Fr Andriy Chirovsky, a theologian in our church who founded the Metropolitan Andrey Sheptytsky Institute for Eastern Christian Studies, positions Sheptytsky as one of the great 'sophianic' theologians in our tradition. Often, those who know anything about 'sophiology' -- the theology of Lady Wisdom -- will point to those who were associated with the Paris school of Russian émigré theologians: Bulgakov, Mother Maria, Evdokimov, Meyendorff, Schmemann, as well as those who came before like Florensky and Solovyov. But if these guys theorized the centrality of Lady Wisdom, Hagia Sophia, to Orthodoxy, then (as Chirovsky argues) Sheptytsky was the practitioner. He ordered that every one of our churches have an icon of Holy Wisdom, Divine Sophia herself, mounted in our altars. The temple of God is the house of Lady Wisdom herself, who has set up seven pillars and invites us to feast at her table.


And so it is that in these dangerous times that the feast of Metropolitan Andrey Sheptytsky comes to us again. It is a moment when so much of geopolitics revolves around picking between colonizers, even though our global ecology has been ruined by this very colonization. As it is, our very churches and families often split down partisan lines, and here I do not simply refer to that election over there across the Pacific, as if 'America' is the only place where the politics of the world should be decided. In the midst of such fragmentation, we the spiritual children of Metropolitan Andrey Sheptytsky remember both his words and his weaknesses.

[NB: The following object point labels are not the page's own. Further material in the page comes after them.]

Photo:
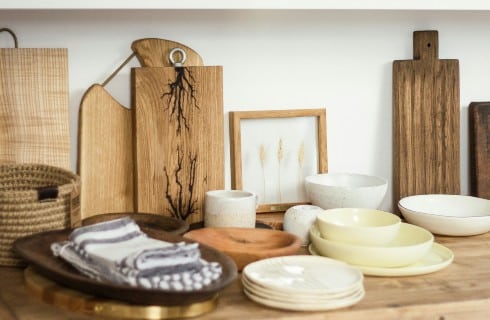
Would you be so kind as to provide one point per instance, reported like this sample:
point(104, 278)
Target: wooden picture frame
point(272, 151)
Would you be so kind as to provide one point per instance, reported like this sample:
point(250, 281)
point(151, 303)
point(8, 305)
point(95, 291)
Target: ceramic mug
point(299, 219)
point(230, 208)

We a colonized church -- we who have experienced much more of this colonization from within the schisms of the Body of Christ itself than the phantom bogeyman of the secular social formation which is itself the unacknowledged child of Christian political consolidation over the last thousand years or so -- pray for God's wisdom.


In this wreckage of the pandemic (which is itself a symptom of our postcolonial ecological devastation), we enter again into the house of Lady Wisdom, who has built seven pillars, and with Metropolitan Andrey Sheptytsky, we ask her to feed us simple colonized fools from her table till we want no more.